I’m at a loss here. I’ve written a sizeable amount of code with the pyro GPLVM at its core, below is a (minimalish) reproducing distillation of that code. I’ve checked that this can be reproduced on two machines.
The issue is this: I’m trying to fit a GPLVM with a normal variational distribution. If I initialise the mean parameter with the sklearn PCA, the parameter doesn’t change. If I add some normal noise to this using the +=
operator, the parameter doesn’t change after training. It isn’t that this parameter is initialized at an optimium obviously, as the normal error would have made the param change.
The parameter does change if initialised with np.random.normal
, and strangely even if initialised
at PCA, if I add normal noise using mu_pca = mu_pca + error
, everything’s fine.
What’s going on? Am I missing something very obvious?
from uuid import uuid4
import pyro, torch
import numpy as np
import pyro.contrib.gp as gp
import pyro.distributions as dist
from sklearn.decomposition import PCA
def float_tensor(X): return torch.tensor(X).float()
class VarParams(torch.nn.Module):
def __init__(self, Y, q):
super().__init__()
self.flows = [dist.transforms.Planar(q)]
# ------------------> PROBLEM
mu = PCA(q).fit_transform(Y) # DOESN'T WORK
# mu = mu + np.random.normal(scale=100, size=Y.shape) # WORKS
# mu += np.random.normal(scale=100, size=Y.shape) # DOESN'T
# mu = np.random.normal(scale=100, size=Y.shape) # WORKS
# <---------------------------
self.mu = torch.nn.Parameter(float_tensor(mu))

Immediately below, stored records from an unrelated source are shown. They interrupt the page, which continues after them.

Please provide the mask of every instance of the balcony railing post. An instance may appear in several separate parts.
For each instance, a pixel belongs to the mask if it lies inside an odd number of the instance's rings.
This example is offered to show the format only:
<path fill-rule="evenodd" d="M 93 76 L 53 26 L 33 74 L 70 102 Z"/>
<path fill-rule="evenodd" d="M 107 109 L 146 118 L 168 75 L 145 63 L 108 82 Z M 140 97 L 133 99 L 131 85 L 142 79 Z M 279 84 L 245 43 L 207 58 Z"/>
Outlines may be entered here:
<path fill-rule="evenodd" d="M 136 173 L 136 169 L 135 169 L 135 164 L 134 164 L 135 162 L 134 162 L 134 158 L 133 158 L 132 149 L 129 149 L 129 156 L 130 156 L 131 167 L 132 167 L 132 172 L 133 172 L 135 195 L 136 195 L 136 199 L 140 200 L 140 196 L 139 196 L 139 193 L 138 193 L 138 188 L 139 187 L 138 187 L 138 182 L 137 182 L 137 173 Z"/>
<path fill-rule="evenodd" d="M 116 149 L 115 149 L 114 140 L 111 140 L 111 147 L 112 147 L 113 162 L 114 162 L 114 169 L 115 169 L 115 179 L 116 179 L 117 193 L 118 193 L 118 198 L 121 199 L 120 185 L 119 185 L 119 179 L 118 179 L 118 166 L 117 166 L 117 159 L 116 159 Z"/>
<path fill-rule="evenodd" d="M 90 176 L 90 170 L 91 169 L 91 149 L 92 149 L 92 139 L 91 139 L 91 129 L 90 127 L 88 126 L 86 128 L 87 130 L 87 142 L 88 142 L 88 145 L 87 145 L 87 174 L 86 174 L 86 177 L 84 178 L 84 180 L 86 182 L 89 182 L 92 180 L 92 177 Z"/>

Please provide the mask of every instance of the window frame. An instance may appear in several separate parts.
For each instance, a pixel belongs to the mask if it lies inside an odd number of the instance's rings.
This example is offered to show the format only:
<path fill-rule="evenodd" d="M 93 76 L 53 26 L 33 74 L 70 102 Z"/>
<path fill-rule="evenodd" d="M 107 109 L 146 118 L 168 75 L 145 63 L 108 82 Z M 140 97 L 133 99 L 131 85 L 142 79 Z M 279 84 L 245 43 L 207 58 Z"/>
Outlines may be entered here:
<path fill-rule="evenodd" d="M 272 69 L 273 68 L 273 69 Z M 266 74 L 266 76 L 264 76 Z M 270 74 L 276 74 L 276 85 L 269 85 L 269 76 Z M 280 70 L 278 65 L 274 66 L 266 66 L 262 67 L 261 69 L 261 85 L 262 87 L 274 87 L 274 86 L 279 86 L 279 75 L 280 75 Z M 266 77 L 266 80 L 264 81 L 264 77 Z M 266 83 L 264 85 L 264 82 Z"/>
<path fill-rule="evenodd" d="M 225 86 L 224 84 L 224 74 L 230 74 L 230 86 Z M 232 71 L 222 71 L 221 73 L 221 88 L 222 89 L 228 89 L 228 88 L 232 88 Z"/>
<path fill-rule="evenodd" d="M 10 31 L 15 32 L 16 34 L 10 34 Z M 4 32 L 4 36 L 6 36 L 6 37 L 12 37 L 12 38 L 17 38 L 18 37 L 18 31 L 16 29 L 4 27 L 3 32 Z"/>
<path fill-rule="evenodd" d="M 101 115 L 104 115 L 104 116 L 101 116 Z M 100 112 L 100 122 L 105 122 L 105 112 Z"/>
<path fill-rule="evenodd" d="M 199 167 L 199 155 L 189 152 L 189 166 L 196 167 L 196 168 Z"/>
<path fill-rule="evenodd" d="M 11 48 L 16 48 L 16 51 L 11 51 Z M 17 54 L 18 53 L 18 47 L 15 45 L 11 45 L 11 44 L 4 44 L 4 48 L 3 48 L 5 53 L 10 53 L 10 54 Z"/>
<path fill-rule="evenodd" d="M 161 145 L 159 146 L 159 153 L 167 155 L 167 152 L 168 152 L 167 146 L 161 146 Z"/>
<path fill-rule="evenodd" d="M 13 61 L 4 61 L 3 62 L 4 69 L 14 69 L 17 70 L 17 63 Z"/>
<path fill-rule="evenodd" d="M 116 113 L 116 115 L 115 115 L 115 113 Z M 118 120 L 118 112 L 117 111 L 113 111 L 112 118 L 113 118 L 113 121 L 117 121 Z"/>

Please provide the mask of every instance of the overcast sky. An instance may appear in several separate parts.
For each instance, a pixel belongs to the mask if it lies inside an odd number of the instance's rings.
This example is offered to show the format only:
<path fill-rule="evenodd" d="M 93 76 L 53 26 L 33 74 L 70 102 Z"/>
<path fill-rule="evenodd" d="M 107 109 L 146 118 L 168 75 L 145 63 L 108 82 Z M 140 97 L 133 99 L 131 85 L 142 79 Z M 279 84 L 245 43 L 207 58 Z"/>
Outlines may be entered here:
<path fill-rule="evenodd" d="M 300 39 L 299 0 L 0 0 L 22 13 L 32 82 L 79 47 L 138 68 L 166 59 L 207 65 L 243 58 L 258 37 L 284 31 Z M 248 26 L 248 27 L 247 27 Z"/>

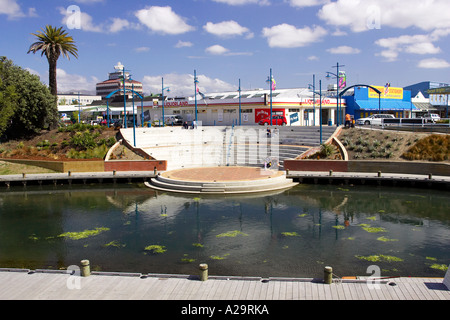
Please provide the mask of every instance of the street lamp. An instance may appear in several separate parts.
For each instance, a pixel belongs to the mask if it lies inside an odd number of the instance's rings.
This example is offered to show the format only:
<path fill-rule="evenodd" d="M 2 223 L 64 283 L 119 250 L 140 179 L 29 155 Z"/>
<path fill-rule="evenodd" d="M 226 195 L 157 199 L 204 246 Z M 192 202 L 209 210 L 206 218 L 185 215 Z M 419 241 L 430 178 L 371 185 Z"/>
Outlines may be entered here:
<path fill-rule="evenodd" d="M 336 99 L 337 99 L 337 101 L 336 101 L 337 102 L 337 104 L 336 104 L 336 112 L 337 112 L 336 122 L 337 123 L 336 124 L 337 124 L 337 126 L 340 125 L 340 111 L 339 111 L 339 108 L 340 108 L 339 79 L 340 79 L 340 77 L 339 77 L 339 67 L 345 67 L 345 66 L 339 65 L 339 62 L 338 62 L 337 65 L 335 67 L 333 67 L 333 68 L 337 69 L 336 73 L 327 72 L 327 76 L 326 76 L 327 79 L 331 79 L 331 75 L 336 77 Z"/>
<path fill-rule="evenodd" d="M 309 85 L 309 89 L 313 90 L 313 110 L 314 110 L 314 114 L 313 114 L 313 126 L 316 126 L 316 75 L 313 74 L 313 84 Z"/>
<path fill-rule="evenodd" d="M 270 75 L 267 78 L 266 82 L 269 84 L 270 88 L 270 125 L 272 125 L 272 89 L 273 89 L 273 76 L 272 76 L 272 68 L 270 69 Z"/>
<path fill-rule="evenodd" d="M 242 108 L 242 106 L 241 106 L 241 92 L 242 92 L 242 90 L 241 90 L 241 79 L 239 79 L 239 126 L 241 125 L 241 108 Z"/>
<path fill-rule="evenodd" d="M 166 120 L 164 118 L 164 90 L 167 90 L 167 92 L 170 92 L 170 88 L 169 87 L 164 88 L 164 78 L 162 78 L 161 83 L 162 83 L 162 86 L 161 86 L 161 88 L 162 88 L 162 90 L 161 90 L 161 92 L 162 92 L 162 120 L 163 120 L 163 127 L 165 127 Z"/>
<path fill-rule="evenodd" d="M 313 93 L 316 95 L 318 94 L 320 96 L 320 144 L 322 144 L 322 80 L 319 80 L 319 92 L 313 91 Z"/>
<path fill-rule="evenodd" d="M 122 81 L 123 81 L 123 127 L 127 128 L 127 96 L 126 96 L 126 75 L 125 75 L 125 66 L 119 62 L 117 66 L 114 67 L 116 70 L 122 71 Z"/>
<path fill-rule="evenodd" d="M 134 147 L 136 147 L 136 117 L 134 114 L 134 82 L 133 79 L 131 78 L 130 75 L 130 79 L 131 81 L 131 94 L 132 94 L 132 102 L 133 102 L 133 142 L 134 142 Z"/>
<path fill-rule="evenodd" d="M 197 91 L 198 91 L 197 70 L 194 70 L 194 85 L 195 85 L 195 123 L 197 123 Z"/>

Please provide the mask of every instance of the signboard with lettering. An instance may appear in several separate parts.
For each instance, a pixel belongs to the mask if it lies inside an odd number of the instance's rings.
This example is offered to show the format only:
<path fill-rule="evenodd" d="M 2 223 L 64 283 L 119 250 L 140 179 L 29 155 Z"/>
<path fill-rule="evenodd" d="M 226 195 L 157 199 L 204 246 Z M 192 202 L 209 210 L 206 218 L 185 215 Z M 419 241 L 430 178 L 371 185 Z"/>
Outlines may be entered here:
<path fill-rule="evenodd" d="M 381 91 L 381 99 L 397 99 L 403 100 L 403 88 L 393 88 L 389 87 L 389 90 L 386 94 L 386 87 L 381 86 L 373 86 Z M 372 88 L 369 88 L 369 99 L 378 99 L 378 93 L 375 92 Z"/>
<path fill-rule="evenodd" d="M 272 116 L 282 115 L 284 116 L 286 109 L 272 109 Z M 255 109 L 255 122 L 258 123 L 261 120 L 270 118 L 270 109 Z"/>
<path fill-rule="evenodd" d="M 296 123 L 296 122 L 298 122 L 298 121 L 299 121 L 299 118 L 298 118 L 298 112 L 291 114 L 291 115 L 289 116 L 289 118 L 290 118 L 290 120 L 291 120 L 291 123 Z"/>

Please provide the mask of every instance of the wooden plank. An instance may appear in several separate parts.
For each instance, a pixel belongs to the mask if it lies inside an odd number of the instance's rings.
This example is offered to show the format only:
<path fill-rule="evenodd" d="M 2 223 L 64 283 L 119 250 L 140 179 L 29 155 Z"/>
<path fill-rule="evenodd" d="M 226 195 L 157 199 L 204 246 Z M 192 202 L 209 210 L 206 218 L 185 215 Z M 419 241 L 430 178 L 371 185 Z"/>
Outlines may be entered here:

self._log_sigma = torch.nn.Parameter(torch.zeros(self.mu.shape).float())
self.update_parameters()
def update_parameters(self):
self.sigma = self._log_sigma.exp()
self.base_dist = dist.Normal(self.mu, self.sigma)
self.flow_dist = dist.TransformedDistribution(self.base_dist, self.flows)
n = 1000; d = q = 2
Y = float_tensor(np.random.normal(size=(n, d)))
gp_module = gp.models.SparseGPRegression(
X=float_tensor(PCA(q).fit_transform(Y)),
y=Y.T,
kernel=gp.kernels.Matern52(q, lengthscale=torch.ones(q)),
Xu=float_tensor(np.random.normal(size=(25, q))),
jitter=1e-4)
gplvm = gp.models.GPLVM(gp_module)
var_params = VarParams(Y, q)
bef = var_params.mu.detach().clone()
def guide():
id = str(uuid4())
pyro.module(id + 'flow', var_params.flows[0])
pyro.module(id + 'mu_sig', var_params)
return pyro.sample('X', var_params.flow_dist)
var_params.update_parameters()
svi = pyro.infer.SVI(
model=gplvm.model,
guide=guide,
optim=pyro.optim.Adam(dict(lr=0.01)),
loss=pyro.infer.Trace_ELBO())
for step in range(10):
var_params.update_parameters()
svi.step()
aft = var_params.mu.detach().clone()
print(aft - bef) # shouldn't be zeros!!